Auren looked to Lupo, who had been watching the brothers reunite with an expression of contentment on his face. Auren wanted to reach out to him and tug them both back to the memory of Midnight's thudding music. He wanted to sever everything that had happened since then just as he had been severed.

He winced at the memory of the blade cutting him, wounding him over and over as it lanced and stoppedacross and into his torso. It had been much like the whip, except this time, it had been Lupo—or almost Lupo—gleefully delivering the pain. And the pain had been more than his mind could bear. In the void, it had been all there was…

"Did we lose you?" Fengári asked. He was waving a hand in front of Auren's face. Auren had barely noticed. He'd been so lost in the shadows…

"No, sorry," he deflected.

"Man, your eyes are spooky. No offense," Fengári chuckled, looking impatiently around at the sky for their taxi.

"Thanks, so are yours," Auren teased back.

However, he was uneasy about the inexplicable change and desperately wanted to figure out how to excise the being he knew was hiding somewhere within him. He felt it waiting, tensing, readying itself to… to… but it was like a block in his mind—as though the thought of considering its demonic agenda was verboten. And maybe it was. His thoughts bounced off of the concept any time he tried to will it to form within his digital mind. He gulped nervously, joining Fengári in the hunt for the taxi as a distraction.

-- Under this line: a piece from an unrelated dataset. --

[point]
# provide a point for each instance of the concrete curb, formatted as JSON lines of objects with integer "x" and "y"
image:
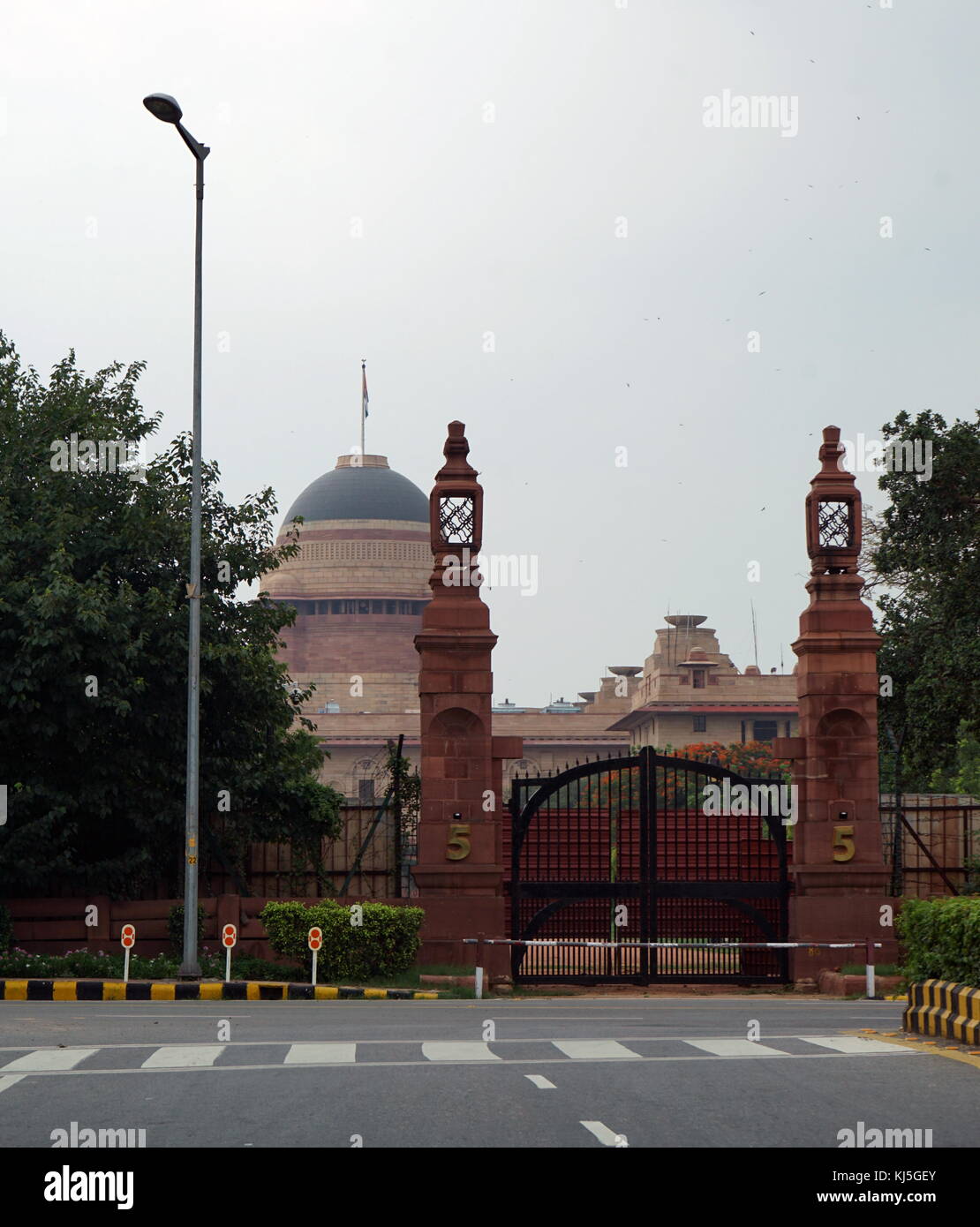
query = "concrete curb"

With his augmented hearing, he was certain he heard its rotary blades long before his flesh-and-bone brother. He watched as the sleek, self-piloted craft slid into view from around a tall set of buildings. It lowered itself to the ground with a gentle clunk as its landing gear splayed itself out on the tiled plaza. Its door slid open, beckoning them inside to dinner.

Auren hurried in after the other two, happy to escape the memory of being decanted back into existence yet again. The taxi lifted off swiftly and without fanfare, whisking the trio toward the mega-city region where Auren had grown up. He leaned back into his seat and closed his eyes, imagining himself locking away whatever it was that had made him its home.